Techniques for Action Pacing

by John Kim

         This is one of a series of essays on techniques for emulating common genre conventions in RPGs. My assumption here is that you have a given genre -- such as "superhero comic book" or "period martial arts movie" -- and you want to adapt it from its original medium into the medium of RPGs. This is similar to the problem of adapting a novel into a film, or any other change of medium. For more on the meaning of genre in RPGs, see my essay on "Understanding Genre in Roleplaying".

Action Pacing

         A key element of any action scene (combat, chase, etc.) is the pacing. Many RPG fights have the pacing of a random walk: i.e. two steps forward, one step back, one step forward, etc. In most dramatic genres of other media, such scenes have a distinct pacing structure. For example, a fight might have the hero slowly but surely overwhelmed by increasing numbers -- only to be turned around at a crucial point when he discovers the weakness of the enemy. Most commonly, an action scene will have at least an initial direction, a turning point, then an escalation leading to a climax. It is possible for there to be more than one turning point, but in general there will not be more than two or three back and forth shifts.

         There are a few central issues to consider here:

  1. How frequently are rolls made, and how much impact do they have on the overall progress of a conflict?
    In some games, rolls tend to average out, and the side with the systematic advantage will inexorably win.
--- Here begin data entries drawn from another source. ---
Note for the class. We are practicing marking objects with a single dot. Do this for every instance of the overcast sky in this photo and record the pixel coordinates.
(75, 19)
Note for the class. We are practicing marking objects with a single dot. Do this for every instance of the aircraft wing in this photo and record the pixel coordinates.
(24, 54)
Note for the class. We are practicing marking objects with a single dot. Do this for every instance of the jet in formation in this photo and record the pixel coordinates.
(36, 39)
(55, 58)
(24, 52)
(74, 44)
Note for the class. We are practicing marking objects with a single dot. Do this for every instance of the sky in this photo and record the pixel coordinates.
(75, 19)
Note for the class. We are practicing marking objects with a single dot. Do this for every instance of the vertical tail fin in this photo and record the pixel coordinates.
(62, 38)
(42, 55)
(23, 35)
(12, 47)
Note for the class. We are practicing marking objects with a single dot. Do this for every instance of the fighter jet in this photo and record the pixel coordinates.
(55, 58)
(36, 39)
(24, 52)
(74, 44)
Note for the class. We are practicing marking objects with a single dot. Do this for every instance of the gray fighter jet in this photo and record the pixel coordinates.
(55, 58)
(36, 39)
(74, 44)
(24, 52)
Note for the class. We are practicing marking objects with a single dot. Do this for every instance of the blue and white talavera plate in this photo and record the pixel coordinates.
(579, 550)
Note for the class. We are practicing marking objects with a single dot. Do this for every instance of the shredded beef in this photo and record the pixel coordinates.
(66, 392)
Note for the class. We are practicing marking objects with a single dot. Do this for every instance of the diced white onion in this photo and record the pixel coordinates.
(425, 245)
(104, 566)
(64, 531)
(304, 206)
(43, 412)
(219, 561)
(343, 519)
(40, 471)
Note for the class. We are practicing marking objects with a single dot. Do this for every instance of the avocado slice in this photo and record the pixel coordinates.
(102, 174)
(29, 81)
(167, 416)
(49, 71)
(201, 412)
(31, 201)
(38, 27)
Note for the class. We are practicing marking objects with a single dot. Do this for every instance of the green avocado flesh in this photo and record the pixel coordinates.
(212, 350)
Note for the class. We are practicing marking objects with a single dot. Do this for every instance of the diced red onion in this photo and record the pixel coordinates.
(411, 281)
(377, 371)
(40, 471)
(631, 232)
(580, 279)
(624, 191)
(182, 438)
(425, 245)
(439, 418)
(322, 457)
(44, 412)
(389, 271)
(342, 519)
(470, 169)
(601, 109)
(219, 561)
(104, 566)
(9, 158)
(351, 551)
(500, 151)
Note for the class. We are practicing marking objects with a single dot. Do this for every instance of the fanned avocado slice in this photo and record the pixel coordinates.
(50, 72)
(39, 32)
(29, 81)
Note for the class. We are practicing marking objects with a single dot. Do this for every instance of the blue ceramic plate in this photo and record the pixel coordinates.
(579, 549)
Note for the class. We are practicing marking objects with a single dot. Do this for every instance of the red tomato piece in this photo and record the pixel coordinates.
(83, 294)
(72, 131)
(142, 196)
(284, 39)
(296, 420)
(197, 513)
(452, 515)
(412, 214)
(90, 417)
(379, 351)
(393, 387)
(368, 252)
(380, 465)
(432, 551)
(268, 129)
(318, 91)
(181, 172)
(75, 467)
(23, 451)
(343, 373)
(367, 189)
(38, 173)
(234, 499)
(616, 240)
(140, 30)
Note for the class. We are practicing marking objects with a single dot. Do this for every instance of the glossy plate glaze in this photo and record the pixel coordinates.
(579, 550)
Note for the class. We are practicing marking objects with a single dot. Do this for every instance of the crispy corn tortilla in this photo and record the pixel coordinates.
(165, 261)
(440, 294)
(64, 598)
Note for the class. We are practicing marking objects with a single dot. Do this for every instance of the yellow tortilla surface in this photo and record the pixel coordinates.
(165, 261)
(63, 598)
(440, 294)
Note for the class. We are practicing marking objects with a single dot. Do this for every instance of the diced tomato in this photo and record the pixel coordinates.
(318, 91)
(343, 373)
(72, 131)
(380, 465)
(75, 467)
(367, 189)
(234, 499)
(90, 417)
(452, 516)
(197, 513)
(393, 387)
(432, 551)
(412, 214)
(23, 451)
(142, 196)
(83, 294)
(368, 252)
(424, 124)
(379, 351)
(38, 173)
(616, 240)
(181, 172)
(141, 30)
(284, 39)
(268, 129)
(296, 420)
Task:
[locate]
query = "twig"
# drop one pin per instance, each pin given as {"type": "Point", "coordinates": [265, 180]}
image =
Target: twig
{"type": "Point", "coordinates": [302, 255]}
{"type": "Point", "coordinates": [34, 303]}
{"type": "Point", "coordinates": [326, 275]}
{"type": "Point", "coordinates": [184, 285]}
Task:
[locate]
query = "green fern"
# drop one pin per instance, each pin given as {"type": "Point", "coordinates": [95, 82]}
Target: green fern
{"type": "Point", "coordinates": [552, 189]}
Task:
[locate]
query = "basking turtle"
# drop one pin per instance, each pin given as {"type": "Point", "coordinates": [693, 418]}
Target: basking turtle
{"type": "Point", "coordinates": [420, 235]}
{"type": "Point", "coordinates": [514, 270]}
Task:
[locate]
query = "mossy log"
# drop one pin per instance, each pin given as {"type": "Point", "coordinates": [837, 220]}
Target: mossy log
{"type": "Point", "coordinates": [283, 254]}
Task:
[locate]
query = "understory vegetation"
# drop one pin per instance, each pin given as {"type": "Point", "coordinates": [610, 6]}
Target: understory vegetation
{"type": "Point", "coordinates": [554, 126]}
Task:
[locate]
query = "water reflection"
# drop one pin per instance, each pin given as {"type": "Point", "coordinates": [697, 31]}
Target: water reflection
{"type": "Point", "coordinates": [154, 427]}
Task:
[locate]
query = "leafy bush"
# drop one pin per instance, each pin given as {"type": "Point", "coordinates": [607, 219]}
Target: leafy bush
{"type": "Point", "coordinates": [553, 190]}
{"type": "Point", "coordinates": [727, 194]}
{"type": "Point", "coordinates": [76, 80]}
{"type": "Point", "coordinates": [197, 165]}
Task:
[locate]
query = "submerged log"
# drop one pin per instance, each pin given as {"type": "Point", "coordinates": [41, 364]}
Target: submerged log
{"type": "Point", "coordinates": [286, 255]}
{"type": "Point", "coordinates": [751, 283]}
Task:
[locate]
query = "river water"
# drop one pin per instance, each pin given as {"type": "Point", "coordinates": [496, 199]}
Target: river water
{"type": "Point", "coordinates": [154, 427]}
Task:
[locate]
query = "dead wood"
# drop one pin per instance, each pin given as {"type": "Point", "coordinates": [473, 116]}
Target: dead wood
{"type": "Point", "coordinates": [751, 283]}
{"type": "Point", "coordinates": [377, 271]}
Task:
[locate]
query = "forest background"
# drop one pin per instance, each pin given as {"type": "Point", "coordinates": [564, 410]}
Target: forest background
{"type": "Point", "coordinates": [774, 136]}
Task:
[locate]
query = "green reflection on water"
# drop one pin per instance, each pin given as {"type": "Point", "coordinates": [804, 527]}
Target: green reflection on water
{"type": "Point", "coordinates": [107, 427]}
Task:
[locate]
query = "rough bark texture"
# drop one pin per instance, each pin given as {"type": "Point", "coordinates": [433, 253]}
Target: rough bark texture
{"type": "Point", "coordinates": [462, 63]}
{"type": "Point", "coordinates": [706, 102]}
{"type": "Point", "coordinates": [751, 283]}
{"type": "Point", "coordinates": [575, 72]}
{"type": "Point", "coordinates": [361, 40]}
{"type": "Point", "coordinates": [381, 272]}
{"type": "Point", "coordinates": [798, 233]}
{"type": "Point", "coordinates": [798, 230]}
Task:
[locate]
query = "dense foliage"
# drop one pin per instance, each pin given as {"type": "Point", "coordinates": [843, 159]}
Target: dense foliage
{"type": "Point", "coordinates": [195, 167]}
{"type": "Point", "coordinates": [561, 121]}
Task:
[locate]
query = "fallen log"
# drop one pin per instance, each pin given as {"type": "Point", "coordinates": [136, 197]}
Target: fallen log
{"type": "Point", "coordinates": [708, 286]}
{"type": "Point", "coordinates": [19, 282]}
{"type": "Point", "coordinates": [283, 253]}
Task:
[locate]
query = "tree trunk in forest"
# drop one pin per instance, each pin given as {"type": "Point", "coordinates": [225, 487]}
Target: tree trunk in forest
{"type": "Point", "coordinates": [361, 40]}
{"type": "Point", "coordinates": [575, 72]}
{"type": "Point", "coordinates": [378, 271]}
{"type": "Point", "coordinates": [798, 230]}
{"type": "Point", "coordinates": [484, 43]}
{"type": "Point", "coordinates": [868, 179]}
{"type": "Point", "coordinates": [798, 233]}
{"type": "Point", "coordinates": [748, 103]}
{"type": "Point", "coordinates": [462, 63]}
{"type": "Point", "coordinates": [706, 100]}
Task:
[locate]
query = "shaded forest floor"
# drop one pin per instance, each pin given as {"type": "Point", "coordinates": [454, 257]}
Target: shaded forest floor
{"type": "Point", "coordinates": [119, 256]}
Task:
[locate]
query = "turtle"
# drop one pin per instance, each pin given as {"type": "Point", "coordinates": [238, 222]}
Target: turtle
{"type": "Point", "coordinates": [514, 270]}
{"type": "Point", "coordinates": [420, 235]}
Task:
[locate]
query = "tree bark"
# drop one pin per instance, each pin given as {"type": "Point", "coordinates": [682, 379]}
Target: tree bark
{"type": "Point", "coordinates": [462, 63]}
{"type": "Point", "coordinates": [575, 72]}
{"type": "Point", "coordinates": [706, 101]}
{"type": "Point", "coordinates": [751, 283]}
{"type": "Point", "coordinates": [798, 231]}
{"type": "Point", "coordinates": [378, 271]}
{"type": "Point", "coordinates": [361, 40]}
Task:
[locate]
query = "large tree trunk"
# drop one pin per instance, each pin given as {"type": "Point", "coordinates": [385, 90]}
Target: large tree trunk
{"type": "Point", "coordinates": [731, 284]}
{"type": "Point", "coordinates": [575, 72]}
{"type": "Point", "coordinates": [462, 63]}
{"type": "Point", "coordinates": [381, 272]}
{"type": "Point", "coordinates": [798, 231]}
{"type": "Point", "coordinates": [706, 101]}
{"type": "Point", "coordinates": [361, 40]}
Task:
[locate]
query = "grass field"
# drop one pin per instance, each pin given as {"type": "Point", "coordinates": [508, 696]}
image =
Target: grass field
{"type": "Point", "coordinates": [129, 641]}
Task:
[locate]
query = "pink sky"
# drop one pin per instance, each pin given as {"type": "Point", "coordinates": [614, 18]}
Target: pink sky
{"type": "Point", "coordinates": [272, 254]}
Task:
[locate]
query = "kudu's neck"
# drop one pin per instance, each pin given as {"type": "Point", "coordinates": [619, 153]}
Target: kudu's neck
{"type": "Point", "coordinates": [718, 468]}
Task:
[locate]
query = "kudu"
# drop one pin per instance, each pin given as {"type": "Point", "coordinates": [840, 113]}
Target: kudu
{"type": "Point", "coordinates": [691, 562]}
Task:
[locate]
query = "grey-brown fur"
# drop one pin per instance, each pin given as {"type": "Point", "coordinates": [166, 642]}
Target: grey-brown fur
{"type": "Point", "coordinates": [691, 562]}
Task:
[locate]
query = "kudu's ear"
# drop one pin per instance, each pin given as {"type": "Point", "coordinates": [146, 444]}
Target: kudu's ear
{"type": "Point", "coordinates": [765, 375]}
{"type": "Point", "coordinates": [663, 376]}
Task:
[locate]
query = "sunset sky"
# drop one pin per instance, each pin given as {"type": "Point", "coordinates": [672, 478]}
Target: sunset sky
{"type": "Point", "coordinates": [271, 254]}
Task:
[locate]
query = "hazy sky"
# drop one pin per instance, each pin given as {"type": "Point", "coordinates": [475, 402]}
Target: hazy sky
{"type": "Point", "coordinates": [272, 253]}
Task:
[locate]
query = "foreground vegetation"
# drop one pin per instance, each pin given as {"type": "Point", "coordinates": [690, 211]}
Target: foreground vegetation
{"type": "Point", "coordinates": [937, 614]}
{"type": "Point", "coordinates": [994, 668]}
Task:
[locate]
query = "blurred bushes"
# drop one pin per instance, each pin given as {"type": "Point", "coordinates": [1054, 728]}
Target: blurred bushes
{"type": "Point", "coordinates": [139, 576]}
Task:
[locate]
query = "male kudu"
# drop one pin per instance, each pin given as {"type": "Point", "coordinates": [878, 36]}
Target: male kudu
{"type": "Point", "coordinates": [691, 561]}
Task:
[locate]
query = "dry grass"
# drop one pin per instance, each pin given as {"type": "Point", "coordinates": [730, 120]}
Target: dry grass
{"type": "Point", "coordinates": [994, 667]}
In other games, a few lucky rolls can allow a disadvantaged opponent to win. Open-ended rolls, critical hits, and a small number of rounds will favor randomness. Bell curve rolls, large modifiers, and a large number of rounds will favor inevitability.
  2. How does an early success affect the chances of future success?
    Some games use a wound track system, where wounds will cause a permanent penalty to all rolls. This results in a positive feedback, also known as a "death spiral". An early success results in a wound that gives a penalty to later rolls. This increases the likelihood of another success. Soon there in an inexorable progression to victory. Some systems use temporary penalties, such as 1-turn Pain penalties in GURPS. This has a similar effect but at least reduces the inexorability since if the wounded fighter can make it through the penalty period they are again on an even footing. The third alternative is no penalty: like Hit Point in D&D or Life Points in Eden's Unisystem.
  3. What resources can be expended to change things?
    Many games have Hero Point systems, which allow players to spend from a pool of points to gain successes or negate damage. There are also other sorts of resource expenditure, like sacrificing fatigue for extra effort, or using up magic points in casting spells. Resource spending in theory allows the pacing of combat to be controlled, if the players spend points a success is dramatically called for. However, it can also have the opposite effect. Many games, especially those with "death spiral" mechanics, reward spending resources early. i.e. You drop several Hero Points to take out a key enemy with your first shot, and the remainder of the fight is an anti-climactic mopping up operation.

         How to combine the above elements depends on exactly what you are looking for. A common example is the action genre structure mentioned earlier: an initial direction, a turning point, then escalation leading to a climax. In terms of randomness (#1), fights should tend towards inevitability. However, there should be absolutely no death spiral. Ideally, the hero should wait for a lucky roll or circumstance which would be the turning point. However, if things go badly for him (lucky roll or just straight average and a tough enemy), then he can spend Hero Points to win in the end even though he is heavily damaged.


         Most of these ideas should speak for themselves, but I would add in an afterwards. Many GMs and game designs miss the simple effects that mechanics have on dramatic pacing. This applies not just to the rules, but also to the usage. As a trivial example, if the GM designs opponents who have high defenses compared to attacks, then combats will tend to go on for a long time. This is not just a wargaming issue of stats and numbers -- it affects the dramatic pacing of the story. Many games introduce mechanics intended to generically emphasize "story" or "drama". However, frequently these actually run counter to the genre they are trying to emulate -- such as introducting "death spiral" mechanics into a game of heroic action.